Rowling: "Newt walks into a society he doesn't really understand."

A new trailer for Rowling's Fantastic Beasts and Where to Find Them was released on June 23rd. Rowling narrates it, saying:
My heroes are always people who feel themselves to be set apart, stigmatized, or othered. That's at the heart of most of what I write. It's certainly at the heart of this movie. 
Her use of "set apart, stigmatized, or othered" is the first irony in the trailer.
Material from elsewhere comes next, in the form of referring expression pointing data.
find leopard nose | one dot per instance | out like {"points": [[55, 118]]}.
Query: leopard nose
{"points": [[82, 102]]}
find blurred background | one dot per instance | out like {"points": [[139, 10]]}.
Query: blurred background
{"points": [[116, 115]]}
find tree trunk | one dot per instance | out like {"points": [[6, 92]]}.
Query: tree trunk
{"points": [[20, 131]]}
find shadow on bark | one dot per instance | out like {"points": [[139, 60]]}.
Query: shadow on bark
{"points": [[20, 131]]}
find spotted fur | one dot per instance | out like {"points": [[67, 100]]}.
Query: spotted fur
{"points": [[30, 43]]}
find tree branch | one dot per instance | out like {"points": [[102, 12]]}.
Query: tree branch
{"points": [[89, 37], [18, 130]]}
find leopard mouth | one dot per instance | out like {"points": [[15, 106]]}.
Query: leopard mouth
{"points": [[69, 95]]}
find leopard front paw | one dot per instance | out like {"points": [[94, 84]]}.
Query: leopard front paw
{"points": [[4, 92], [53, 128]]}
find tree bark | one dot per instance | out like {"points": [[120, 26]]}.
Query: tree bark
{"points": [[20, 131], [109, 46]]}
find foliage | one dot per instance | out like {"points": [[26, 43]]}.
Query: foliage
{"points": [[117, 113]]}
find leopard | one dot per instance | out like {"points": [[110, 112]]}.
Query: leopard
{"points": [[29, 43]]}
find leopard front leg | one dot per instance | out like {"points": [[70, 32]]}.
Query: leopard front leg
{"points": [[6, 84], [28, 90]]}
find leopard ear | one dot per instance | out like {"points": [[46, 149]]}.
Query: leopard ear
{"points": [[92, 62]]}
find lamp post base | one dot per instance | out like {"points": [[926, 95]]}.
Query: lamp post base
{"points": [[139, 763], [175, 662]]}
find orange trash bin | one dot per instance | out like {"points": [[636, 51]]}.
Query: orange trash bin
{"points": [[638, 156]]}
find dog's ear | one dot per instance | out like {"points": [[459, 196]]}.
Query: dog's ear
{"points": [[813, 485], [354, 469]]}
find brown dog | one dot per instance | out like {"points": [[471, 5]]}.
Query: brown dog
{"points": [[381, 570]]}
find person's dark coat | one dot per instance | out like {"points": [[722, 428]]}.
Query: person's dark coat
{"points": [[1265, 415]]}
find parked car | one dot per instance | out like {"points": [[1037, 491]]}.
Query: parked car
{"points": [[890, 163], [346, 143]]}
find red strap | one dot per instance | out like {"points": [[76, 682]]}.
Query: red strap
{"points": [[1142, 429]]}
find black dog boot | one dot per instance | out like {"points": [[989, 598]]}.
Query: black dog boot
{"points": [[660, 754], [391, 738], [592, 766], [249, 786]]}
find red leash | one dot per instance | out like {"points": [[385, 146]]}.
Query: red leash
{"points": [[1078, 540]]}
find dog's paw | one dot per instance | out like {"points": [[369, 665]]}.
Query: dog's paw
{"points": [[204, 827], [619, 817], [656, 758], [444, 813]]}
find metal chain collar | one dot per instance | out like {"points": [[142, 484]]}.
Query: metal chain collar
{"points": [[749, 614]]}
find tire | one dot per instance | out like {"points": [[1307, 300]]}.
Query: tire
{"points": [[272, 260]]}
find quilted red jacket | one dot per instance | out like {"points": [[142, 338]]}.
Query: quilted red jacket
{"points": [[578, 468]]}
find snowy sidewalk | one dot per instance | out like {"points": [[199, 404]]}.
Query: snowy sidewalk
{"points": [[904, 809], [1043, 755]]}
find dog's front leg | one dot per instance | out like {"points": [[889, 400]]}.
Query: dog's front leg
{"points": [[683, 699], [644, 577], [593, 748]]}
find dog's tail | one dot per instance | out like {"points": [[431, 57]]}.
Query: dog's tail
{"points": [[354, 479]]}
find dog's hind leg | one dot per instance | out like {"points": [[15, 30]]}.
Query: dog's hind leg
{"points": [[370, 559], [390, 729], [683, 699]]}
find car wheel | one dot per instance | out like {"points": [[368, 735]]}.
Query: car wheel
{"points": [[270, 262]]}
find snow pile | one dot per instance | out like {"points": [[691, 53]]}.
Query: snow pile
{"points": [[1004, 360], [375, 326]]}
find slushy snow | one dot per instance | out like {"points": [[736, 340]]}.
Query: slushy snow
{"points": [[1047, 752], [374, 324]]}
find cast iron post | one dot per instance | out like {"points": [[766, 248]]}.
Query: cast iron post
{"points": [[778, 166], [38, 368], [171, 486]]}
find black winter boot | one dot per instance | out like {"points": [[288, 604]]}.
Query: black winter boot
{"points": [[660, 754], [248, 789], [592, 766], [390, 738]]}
All three are very much the experience of Native peoples in the US.

Rowling also says:
"Newt walks into a society he doesn't really understand." 
That is precisely what she's doing in the ways that she's appropriating from Native peoples for this story, set in a place she calls Ilvermorny, where she's borrowing, people say, from "Native American lore."

With the appropriation of Native stories,
Rowling has walked into societies 
that she doesn't understand. 

Back in May of 2016 the Daily Mail ran a story about Federico Ian Cervantez, a software engineer, who was "rooting through the javascript" and found an Ilvermorny Sorting Ceremony quiz that asked, "Where do you belong? Horned Serpent, Wampus, Thunderbird or Pukwudgie." Fans write that "Wampus" is Cherokee and "Pukwudgie" is Wampanoag. What, I wonder, are their sources for those declarations? What, I wonder, are Rowling's sources?!

Back in March when Rowling released her first story in Magic in North America, Native peoples responded to that first video, and the stories, too. I compiled them here: Native People Respond to Rowling. I wonder what we'll see in the movie?